Create config_node1.json:

{
  "host": "0.0.0.0",
  "port": 8470,
  "data_dir": "./doin-data-predictor",
  "bootstrap_peers": [],
  "network_protocol": "gossipsub",
  "discovery_enabled": true,
  "initial_threshold": 1e-6,
  "quorum_min_evaluators": 1,
  "storage_backend": "sqlite",
  "fee_market_enabled": false,
  "domains": [{
    "domain_id": "predictor-timeseries",
    "optimize": true,
    "evaluate": true,
    "optimization_plugin": "predictor",
    "inference_plugin": "predictor",
    "has_synthetic_data": true,
    "synthetic_data_validation": false,
    "target_performance": 999.0,
    "optimization_config": {
      "predictor_root": "/path/to/predictor",
      "load_config": "examples/config/phase_1_daily/optimization/phase_1_mimo_1d_optimization_config.json",
      "predictor_plugin": "mimo",
      "preprocessor_plugin": "stl_preprocessor",
      "target_plugin": "default_target",
      "pipeline_plugin": "stl_pipeline",
      "step_size_fraction": 0.15,
      "epochs": 50,
      "batch_size": 32,
      "population_size": 10,
      "n_generations": 5,
      "early_patience": 15,
      "early_stopping_patience": 2
    },
    "param_bounds": {
      "encoder_conv_layers": [1, 3],
      "encoder_base_filters": [16, 64],
      "encoder_lstm_units": [8, 32],
      "learning_rate": [1e-5, 0.01],
      "batch_size": [16, 64],
      "l2_reg": [1e-7, 0.001],
      "decoder_dropout": [0.0, 0.5]
    },
    "resource_limits": {
      "max_training_seconds": 3600,
      "max_memory_mb": 14000,
      "max_epochs": 2000
    }
  }],
  "experiment_stats_file": "./predictor_stats.csv"
}

Start:

cd /path/to/predictor
doin-node --config /path/to/config_node1.json --log-level INFO --olap-db predictor_olap.db

Node 2+ — Additional Nodes

Same config, but add bootstrap_peers pointing to Node 1:

{
  "bootstrap_peers": ["192.168.1.100:8470"],
  ...
}

Nodes discover each other via LAN scan + bootstrap. Each runs the full DEAP genetic algorithm independently. When a node finds a champion, it broadcasts parameters on-chain; other nodes auto-accept if better and inject into their population (island model migration).

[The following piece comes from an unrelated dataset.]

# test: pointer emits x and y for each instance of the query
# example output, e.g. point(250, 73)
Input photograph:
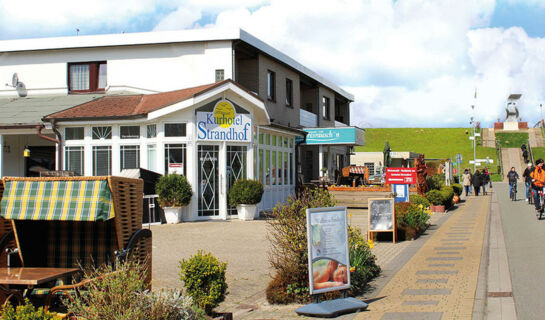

Three-Level Patience System

DOIN's optimization pipeline uses three distinct patience/stopping levels. Understanding these is critical for tuning:

Level Name Config Key What It Controls Default
L1 Candidate Training early_patience Keras model.fit() early stopping — epochs without val_loss improvement before stopping ONE candidate 80–100
L2 Stage Progression optimization_patience DEAP GA — generations without best-fitness improvement before advancing to the next incremental stage 8–10
L3 Meta-Optimizer (not yet implemented) Network-level performance predictor trained on (params→performance) from many L2 experiments via OLAP data
  • L1 (early_patience): Low values (15) = fast but shallow training per candidate. High values (100) = thorough training, slower per candidate.
  • L2 (optimization_patience): Low values (2) = quickly advance through stages. High values (10) = more generations to find improvements per stage.
  • L3: Will train on the on-chain OLAP cube data from ALL network participants to predict promising hyperparameter regions.

Key Configuration Options

Field Description Default
synthetic_data_validation false = auto-accept/reject by reported MAE (skip quorum). true = full evaluator verification true
population_size GA population per generation 10
n_generations Generations per stage 5
epochs Training epochs per candidate 50
discovery_enabled Auto-discover LAN peers true
network_protocol gossipsub (production) or flooding (legacy) gossipsub
initial_threshold Min threshold for block generation 1e-6

What You'll See

  1. Dashboard at http://<ip>:8470/dashboard — live events, peers, optimization progress
  2. Optimizer Events tab — champion discoveries (🏆), broadcasts (📡), auto-accepts (✅), auto-rejects (❌), peer connections (🔗)
  3. Domains tab — current champion with train/val/test MAE vs naive baselines
  4. LogBroadcast optimae_reveal → 2 peers confirms migration is flowing

Example: 3-Node LAN Deployment

See ready-to-use config files in examples/:

  • predictor_single_node.json — seed node (Dragon, RTX 4090)
  • predictor_omega_node.json — GPU node (Omega, RTX 4070)
  • predictor_delta_node.json — CPU-only node (Delta)

Dashboard

Access the real-time monitoring dashboard at http://localhost:8470/dashboard.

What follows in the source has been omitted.